Thanks guys. The reels are great! Fished them last season on Breakaway rods. Technically, the reel is the Tica Caiman Wasabi 200. It's the only Caiman without a levelwind and is purpose built for the surf. Only thing it needs is a 6:1 gear. Green is the only color, however Tica does offer the same reel w/ levelwind in a couple of other colors...the Caiman Striper is silver and the Caiman Catfish is Blue. Both are equipped with power handle. The 200 series is about the size of an Ambassadeur 6500 or Penn Squall 15.


----------



## ThaFish

Still jealous of those reels Joe! Beautiful setup right there.


----------



## Ocean Master

Joe,

As you know the reel has an AR bearing only and no back up dog. Make sure to grease the outer bearing so saltwater can't get to the AR bearing. Just like the Shimano conventional reels but they have the back up dogs. I think I'm going to get one for my daughter in law but I'll need you to make a rod for me. Thats her favorite color..!


----------



## fishonthegrill

Thats a cool looking setup.....i had been checking out tica and they have some really nice reels.im thinkin i might get one or two for the surf and maybe a couple for sharkin...what do you guys think?


----------



## Pompano Joe

Ocean Master said:


> I think I'm going to get one for my daughter in law but I'll need you to make a rod for me. Thats her favorite color..!

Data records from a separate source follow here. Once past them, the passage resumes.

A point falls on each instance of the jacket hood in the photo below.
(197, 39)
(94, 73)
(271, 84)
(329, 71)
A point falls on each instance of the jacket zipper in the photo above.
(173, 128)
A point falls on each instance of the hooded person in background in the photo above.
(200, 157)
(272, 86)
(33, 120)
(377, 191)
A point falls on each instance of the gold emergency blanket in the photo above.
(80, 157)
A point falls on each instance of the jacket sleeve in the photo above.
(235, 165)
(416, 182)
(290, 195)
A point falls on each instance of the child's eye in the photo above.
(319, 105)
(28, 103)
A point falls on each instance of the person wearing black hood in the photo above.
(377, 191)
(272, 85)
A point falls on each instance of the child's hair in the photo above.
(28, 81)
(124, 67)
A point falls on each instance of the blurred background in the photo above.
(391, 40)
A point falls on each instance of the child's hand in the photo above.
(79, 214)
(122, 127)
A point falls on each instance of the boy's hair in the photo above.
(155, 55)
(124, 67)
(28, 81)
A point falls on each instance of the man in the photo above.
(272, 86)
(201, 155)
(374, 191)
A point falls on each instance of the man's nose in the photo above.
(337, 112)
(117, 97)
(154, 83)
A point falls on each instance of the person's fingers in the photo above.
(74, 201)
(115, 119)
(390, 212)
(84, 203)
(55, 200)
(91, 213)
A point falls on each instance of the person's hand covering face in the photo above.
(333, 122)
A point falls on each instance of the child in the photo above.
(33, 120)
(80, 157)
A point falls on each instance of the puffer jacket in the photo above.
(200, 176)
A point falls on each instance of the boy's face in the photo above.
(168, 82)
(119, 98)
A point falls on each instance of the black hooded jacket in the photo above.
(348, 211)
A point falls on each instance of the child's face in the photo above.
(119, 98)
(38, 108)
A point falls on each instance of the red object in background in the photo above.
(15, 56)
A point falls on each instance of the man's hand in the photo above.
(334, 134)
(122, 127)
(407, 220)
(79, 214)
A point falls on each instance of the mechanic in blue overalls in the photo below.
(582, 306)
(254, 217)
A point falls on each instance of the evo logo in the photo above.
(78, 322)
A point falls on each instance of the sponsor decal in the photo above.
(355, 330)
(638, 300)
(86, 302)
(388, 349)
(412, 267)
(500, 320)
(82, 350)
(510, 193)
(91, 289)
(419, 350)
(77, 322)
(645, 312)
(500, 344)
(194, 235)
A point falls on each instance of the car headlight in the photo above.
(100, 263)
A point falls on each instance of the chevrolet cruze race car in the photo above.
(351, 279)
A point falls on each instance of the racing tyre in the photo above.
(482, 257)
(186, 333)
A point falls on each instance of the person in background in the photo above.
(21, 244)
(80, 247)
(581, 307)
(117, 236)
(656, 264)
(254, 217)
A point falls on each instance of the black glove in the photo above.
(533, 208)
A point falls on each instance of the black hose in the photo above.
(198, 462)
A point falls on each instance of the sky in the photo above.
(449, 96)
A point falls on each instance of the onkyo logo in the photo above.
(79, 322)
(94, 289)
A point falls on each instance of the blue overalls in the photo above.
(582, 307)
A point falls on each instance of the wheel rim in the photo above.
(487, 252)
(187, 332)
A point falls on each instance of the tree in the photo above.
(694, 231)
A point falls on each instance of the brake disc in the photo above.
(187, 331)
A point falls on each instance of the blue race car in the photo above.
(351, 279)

Why don't I just bring you this combo in trade for the 8.0?


----------



## flukedaddy

Hey Joe, I have some reels that need some work done Older Ocean city, and penn that my great grandfather used to fish. Money kinda tight would you possibly take some older rods and reels, in return for your charge. Thx


----------



## Pompano Joe

*Reel Repair*

Absolutely! I love restoring family stuff. Bring them by sometime and we'll sort it out.


----------



## Kenn

beautiful Joe, you do such great work! Love your set up out of your garage for turning blanks into beautiful pieces of art


----------



## Smitty81

Nice looking setup. I really like the green. I have a Tica Team ST458 that I troll with and it has been a great reel.


----------